Marco Gagliolo, il folletto che da Andora insegna a fare il pesto a grandi e piccini

Parte da Andora con il suo armamentario fatto di piccoli e grandi mortai di marmo e pestelli di legno d’ulivo (ammesso anche il frassino) per insegnare, a bambini e genitori, a fare il pesto come una volta, quello non frullato ma, rigorosamente, pestato e schiacciato, mescolando gli ingredienti messi secondo un usuale antico: prima l’aglio di Vessalico, i pinoli di Pisa (San Rossore, per i puristi), poi basilico e sale grosso, Parmigiano, pecorino e, infine, a filo, l’olio extravergine di oliva. Per tutta l’estate ha girato per le rassegne enogastronomiche della Riviera per promuovere, con la sua Creuza De Ma, la gestualità e il sapore del vero pesto. Un maestro del pesto, insomma, un vero ambasciatore del gusto e della tradizione ligustica. Lui, l’ambasciatore-professore è Marco Gagliolo, andorese (con quel cognome non poteva essere altrimenti), appassionato di gusti e prodotti liguri al punto di farne una sorta di missione.
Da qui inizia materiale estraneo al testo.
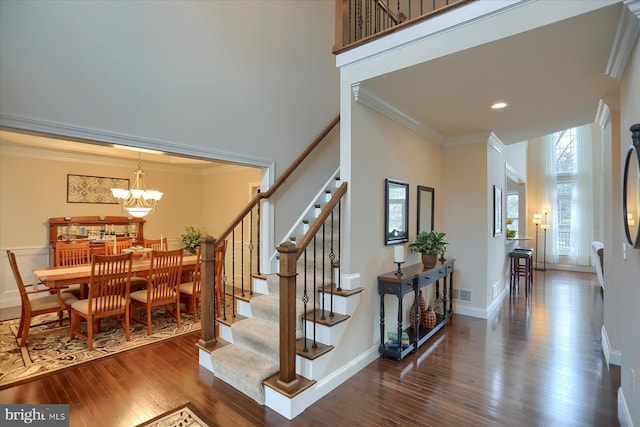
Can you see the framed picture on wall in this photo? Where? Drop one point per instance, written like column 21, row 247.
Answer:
column 497, row 210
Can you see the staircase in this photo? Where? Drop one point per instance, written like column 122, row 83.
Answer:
column 251, row 358
column 284, row 328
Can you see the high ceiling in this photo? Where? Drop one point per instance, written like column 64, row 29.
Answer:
column 34, row 141
column 552, row 78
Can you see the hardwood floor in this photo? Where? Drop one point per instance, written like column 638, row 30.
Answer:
column 537, row 362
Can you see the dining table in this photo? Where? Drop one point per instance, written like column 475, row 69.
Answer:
column 60, row 277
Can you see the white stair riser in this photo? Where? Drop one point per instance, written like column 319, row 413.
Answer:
column 225, row 333
column 342, row 305
column 244, row 308
column 313, row 369
column 325, row 334
column 260, row 286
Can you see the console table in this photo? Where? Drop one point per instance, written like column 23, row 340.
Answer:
column 413, row 279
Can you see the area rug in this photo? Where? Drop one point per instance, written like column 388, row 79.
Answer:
column 183, row 415
column 53, row 352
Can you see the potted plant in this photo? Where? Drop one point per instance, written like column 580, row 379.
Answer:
column 191, row 240
column 430, row 245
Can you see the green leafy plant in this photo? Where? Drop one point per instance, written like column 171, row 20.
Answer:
column 191, row 240
column 430, row 243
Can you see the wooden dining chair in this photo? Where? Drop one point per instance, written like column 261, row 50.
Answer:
column 109, row 286
column 71, row 254
column 157, row 245
column 191, row 292
column 111, row 249
column 56, row 302
column 137, row 283
column 162, row 286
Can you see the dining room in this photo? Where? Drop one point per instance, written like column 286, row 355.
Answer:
column 192, row 191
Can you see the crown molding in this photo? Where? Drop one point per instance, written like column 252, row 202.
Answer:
column 61, row 129
column 603, row 114
column 366, row 96
column 495, row 143
column 625, row 39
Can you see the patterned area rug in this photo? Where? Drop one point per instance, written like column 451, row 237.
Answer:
column 183, row 415
column 56, row 351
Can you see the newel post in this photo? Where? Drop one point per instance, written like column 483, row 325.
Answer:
column 207, row 275
column 288, row 257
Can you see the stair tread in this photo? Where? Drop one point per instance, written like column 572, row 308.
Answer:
column 243, row 370
column 228, row 290
column 342, row 292
column 328, row 320
column 312, row 353
column 230, row 319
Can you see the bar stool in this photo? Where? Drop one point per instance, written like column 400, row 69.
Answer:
column 521, row 265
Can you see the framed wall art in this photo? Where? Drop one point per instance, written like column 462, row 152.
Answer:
column 93, row 189
column 425, row 208
column 396, row 212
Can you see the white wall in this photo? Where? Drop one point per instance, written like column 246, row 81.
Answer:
column 627, row 269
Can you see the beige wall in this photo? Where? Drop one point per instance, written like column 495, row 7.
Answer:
column 382, row 146
column 467, row 221
column 627, row 268
column 224, row 194
column 33, row 185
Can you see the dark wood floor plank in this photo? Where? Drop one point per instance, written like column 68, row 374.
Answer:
column 537, row 362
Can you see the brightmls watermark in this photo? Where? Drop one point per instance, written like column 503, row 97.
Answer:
column 35, row 415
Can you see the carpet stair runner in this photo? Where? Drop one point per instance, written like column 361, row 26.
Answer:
column 254, row 353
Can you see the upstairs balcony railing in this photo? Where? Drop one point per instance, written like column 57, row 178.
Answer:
column 360, row 21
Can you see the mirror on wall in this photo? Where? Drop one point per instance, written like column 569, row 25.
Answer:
column 426, row 198
column 396, row 212
column 631, row 190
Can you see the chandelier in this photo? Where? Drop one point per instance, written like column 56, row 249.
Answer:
column 138, row 201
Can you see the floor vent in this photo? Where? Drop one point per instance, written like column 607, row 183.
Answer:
column 462, row 295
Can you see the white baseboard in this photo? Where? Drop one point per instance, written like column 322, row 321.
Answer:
column 292, row 407
column 466, row 310
column 624, row 416
column 350, row 281
column 613, row 357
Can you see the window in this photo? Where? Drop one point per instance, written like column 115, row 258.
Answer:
column 566, row 165
column 513, row 208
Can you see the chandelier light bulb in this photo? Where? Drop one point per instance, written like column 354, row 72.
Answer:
column 137, row 201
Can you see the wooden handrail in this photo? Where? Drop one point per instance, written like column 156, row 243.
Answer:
column 396, row 19
column 281, row 180
column 317, row 223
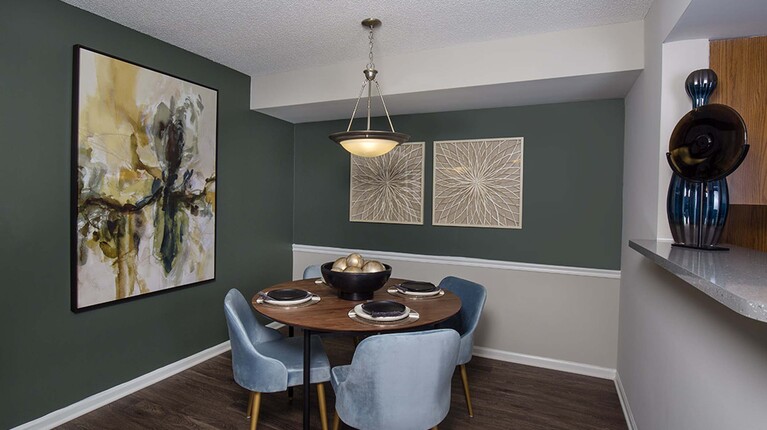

L’abbiamo visto, in giacca e cravatta, fare lezione ai “grandi” a Sagralea, poi a La Gastronomica di Pietra Ligure con un buffo berretto da elfo per insegnare, in forma di favola, a fare il pesto ai più piccoli (in collaborazione con Slow Food). Un benemerito del gusto, insomma, che accanto al pesto racconta, spiega, insegna anche altre salse, come quella di mare (una sorta del tradizionale machetto ligure) e altre ancora.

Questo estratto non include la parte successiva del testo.